Solar panels are an increasingly common sight on Australian roofs, but have you thought about what happens to them when they stop working?
Repurposing for Resilience (RfR) founding member Lisa Cornthwaite said the team’s latest initiative was a plan to keep them out of landfill.
“Instead of throwing them out straightaway, what we’re doing is saying, ‘Hey, let’s see if we can reuse or repurpose any of that stuff,'” she said.
“It is very frustrating when you see a huge amount of panels being thrown away.
“We’re going to be drowning in solar waste in the coming years if we can’t work out a way of utilising this waste.”
The Eurobodalla-based organisation has set up the Community Solar Reuse Centre at the Moruya Transfer Station, which opened on Saturday (13 April).
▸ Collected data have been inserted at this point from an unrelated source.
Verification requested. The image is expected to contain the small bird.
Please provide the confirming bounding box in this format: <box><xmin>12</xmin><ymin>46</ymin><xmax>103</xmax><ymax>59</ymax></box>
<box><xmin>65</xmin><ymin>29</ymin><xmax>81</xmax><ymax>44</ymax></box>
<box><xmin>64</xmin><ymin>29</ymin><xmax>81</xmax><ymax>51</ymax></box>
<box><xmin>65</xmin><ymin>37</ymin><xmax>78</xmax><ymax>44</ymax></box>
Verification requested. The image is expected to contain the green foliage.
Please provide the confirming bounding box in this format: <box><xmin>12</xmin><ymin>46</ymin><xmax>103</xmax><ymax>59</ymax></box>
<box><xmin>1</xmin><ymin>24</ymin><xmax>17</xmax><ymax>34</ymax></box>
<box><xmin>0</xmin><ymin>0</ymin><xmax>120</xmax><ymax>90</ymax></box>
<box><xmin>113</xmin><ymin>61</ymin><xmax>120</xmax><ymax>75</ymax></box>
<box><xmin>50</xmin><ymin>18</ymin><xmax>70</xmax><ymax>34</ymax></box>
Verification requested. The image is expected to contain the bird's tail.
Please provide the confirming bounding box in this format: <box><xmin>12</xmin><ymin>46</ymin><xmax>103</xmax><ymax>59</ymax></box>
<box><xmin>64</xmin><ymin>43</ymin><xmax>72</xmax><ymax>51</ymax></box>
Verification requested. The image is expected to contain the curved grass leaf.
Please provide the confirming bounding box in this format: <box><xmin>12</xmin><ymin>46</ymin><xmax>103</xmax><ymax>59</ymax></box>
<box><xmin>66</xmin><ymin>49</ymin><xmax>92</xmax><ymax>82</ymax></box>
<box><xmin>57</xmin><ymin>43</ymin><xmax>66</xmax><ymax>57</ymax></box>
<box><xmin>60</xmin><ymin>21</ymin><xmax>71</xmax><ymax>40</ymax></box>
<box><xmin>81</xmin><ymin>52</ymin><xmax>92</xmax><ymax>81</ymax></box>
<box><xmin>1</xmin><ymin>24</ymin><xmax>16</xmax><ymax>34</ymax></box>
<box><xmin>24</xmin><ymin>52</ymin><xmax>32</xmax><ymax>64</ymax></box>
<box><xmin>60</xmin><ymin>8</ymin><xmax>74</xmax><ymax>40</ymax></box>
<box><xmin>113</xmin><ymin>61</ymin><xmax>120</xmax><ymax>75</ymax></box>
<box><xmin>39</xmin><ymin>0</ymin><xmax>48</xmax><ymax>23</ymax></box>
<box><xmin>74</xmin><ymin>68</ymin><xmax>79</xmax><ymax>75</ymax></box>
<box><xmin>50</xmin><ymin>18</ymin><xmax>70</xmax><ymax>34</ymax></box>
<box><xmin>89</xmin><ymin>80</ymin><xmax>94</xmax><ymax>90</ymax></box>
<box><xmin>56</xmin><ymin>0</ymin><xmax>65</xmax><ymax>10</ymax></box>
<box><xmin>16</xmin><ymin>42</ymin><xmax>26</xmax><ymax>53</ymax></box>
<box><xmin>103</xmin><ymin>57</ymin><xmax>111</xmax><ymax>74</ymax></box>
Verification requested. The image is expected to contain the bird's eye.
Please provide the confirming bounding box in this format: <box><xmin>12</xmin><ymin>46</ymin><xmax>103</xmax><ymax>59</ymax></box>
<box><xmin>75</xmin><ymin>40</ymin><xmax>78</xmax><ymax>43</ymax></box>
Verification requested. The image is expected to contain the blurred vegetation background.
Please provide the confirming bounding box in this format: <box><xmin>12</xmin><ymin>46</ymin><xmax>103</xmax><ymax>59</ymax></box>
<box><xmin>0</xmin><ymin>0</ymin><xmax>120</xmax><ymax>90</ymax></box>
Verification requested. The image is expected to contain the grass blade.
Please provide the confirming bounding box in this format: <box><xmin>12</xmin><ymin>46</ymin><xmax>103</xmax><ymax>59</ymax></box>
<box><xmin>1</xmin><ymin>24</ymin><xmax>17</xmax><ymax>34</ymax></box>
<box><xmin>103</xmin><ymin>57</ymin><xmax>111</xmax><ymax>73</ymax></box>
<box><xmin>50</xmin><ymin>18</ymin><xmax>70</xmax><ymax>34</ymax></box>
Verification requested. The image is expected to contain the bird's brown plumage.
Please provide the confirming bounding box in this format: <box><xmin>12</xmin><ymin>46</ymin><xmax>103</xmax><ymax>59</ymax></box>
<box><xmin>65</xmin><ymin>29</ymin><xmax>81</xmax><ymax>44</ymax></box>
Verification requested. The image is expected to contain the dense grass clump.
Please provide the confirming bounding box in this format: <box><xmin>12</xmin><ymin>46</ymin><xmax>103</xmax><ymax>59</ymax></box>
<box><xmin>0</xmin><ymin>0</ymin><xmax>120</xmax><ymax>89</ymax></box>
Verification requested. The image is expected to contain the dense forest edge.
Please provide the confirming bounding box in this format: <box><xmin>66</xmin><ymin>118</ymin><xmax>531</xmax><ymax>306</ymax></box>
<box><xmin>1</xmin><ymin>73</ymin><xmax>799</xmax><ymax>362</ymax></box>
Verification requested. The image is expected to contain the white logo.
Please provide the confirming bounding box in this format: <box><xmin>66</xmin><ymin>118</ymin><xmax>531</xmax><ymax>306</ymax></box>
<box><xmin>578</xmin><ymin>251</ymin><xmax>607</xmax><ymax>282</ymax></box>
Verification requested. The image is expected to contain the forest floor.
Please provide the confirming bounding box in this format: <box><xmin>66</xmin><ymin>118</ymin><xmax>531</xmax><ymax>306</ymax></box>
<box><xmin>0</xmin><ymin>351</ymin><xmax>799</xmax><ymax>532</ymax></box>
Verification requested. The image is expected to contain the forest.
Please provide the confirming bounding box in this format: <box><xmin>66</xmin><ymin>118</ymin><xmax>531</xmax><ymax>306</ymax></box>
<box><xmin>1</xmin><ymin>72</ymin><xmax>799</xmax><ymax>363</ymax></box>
RfR is a volunteer group made up of electricians, engineers and fabricators who use their skills and creativity to reuse secondhand solar panels.
At the centre, RfR volunteers will accept solar panels, as well as inverters, racking and cable.
“We will be able to clean the panels and test them; if they’re any good and it is safe to do so, we’ll put them back out to the community for reuse with a limited warranty,” Ms Cornthwaite said.
“If they don’t come up to scratch in the testing process but they’re still aesthetically pleasing, then we’ll put them into a process pile for repurposing them into something else.”
RfR worked with Eurobodalla Shire Council for months to prepare the site.
“The depo itself has been built almost entirely from discarded waste materials and secondhand products,” Ms Cornthwaite said.
“We did that to showcase that items can have a second life – it just might need some creative thinking.”
The Community Solar Reuse Centre has been set up to give households and businesses an alternative to discarding their solar panels outright.
“It didn’t make sense to us that panels, that are still functioning and useful, were being taken down before their time,” Ms Cornthwaite said.
“It’s a sad thing to say, but a lot of the industry is set up for anything but sustainability.
“By that I mean we were concerned with the amount of packaging that everything comes in and how regulations mean that people have to replace entire arrays rather than just adding or replacing one or two.”
Eurobodalla Shire residents can access the centre through a $5 membership to RfR.
“If there’s a centre here in Moruya, it gives people a place where they can drop off their [solar] waste and realise the value of it,” Ms Cornthwaite said.
“It saves the environment because it’s keeping everything out of landfill and ensures that we are recirculating these things at their highest value.”
Repurposing for Resilience’s Community Solar Reuse Centre will be located at the Moruya Transfer Station, at 21 Yarragee Road in Moruya.
The public will be able to drop off solar panels and related waste during the transfer station’s operating hours, or between 9:30 am to 2:30 pm on Fridays or by appointment by speaking with RfR members.